Мой милый друг, рассудив, вероятно, что было бы жестоко отнимать у меня оставшиеся минуты недолгого счастья, немного ослабил пытку предстоящей разлуки, и, с известной долей снисходительности, глядя на меня ласково, как на малое дитя принялся выслушивать всё, что я говорил:
Тылучший на свете! Самый добрый и верный, тыЖестом руки морщинистой руки с несколько расплющенными кончиками пальцев он прервал меня, всё же. Скрывая слёзы, как последний довод, он выложил на бархат своей любви драгоценные жемчужины прощального взгляда, улыбнулся легко и, не теряя этого выражения, ловко, как в первый день нашей встречи, красиво и незаметно растворился в матовой толще воды.
Если бы природа не была столь нервна, если бы она плавно несла своё тяжёлое новыми жизнями тело, то он наверняка пожил бы хотя б ещё одно лето!
Я нашёл его среди камней. Он и сам был похож на статуэтку из чёрного камня, авгита. С плотно прикрытыми глазами, розовыми мраморными прожилками на белой шее Он был прекрасен.

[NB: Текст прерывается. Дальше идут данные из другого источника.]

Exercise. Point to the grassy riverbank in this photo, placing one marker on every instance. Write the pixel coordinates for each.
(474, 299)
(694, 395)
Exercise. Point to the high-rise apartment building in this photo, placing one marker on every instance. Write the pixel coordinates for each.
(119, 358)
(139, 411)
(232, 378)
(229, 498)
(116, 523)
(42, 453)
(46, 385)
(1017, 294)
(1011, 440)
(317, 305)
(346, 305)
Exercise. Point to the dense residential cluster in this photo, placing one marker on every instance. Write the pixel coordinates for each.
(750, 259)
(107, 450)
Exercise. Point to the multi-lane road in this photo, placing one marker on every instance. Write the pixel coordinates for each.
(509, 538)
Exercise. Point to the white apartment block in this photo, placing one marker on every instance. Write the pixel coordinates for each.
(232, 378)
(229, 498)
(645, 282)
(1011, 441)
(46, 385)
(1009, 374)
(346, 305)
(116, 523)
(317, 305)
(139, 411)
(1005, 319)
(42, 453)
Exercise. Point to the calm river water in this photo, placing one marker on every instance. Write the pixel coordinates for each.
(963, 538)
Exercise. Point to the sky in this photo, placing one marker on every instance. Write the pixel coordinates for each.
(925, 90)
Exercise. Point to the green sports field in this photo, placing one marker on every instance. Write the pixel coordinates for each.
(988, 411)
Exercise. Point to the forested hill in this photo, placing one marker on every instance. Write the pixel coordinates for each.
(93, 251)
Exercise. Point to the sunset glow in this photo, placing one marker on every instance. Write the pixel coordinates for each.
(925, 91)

И, казалось, что глубоко спал. Так хотелось оставить его на берегу пруда, чтобы, когда проснётся, достало сил сделать шаг, юркнуть под тёплое одеяло воды, да только вот птицы, не разберут, станут его будить, раньше времени Не к чему это, не к чему
Обыкновенное
Ветер только-только оставил трепать чёлку сосны. Его отвлекла невнятная акварель неба, что пришла на смену черничному, в ярких стразах звёзд чехлу ночи. Она была не то, чтобы больше хороша, но чудилась иной: весомой менее, лёгкой, открытой, что ли, хотя, по сути, рядилась. Казалась не той, что была в самом деле.
Серебрение луны поутру, нежной вышивкой в тон, недолго украшало собой прозрачный её тюль. Солнце, со всей своей вульгарной бесцеремонностью, распахнуло вдруг окна настежь, и несколько развязно принялось указывать на несовершенства, в котором было отчасти повинно само.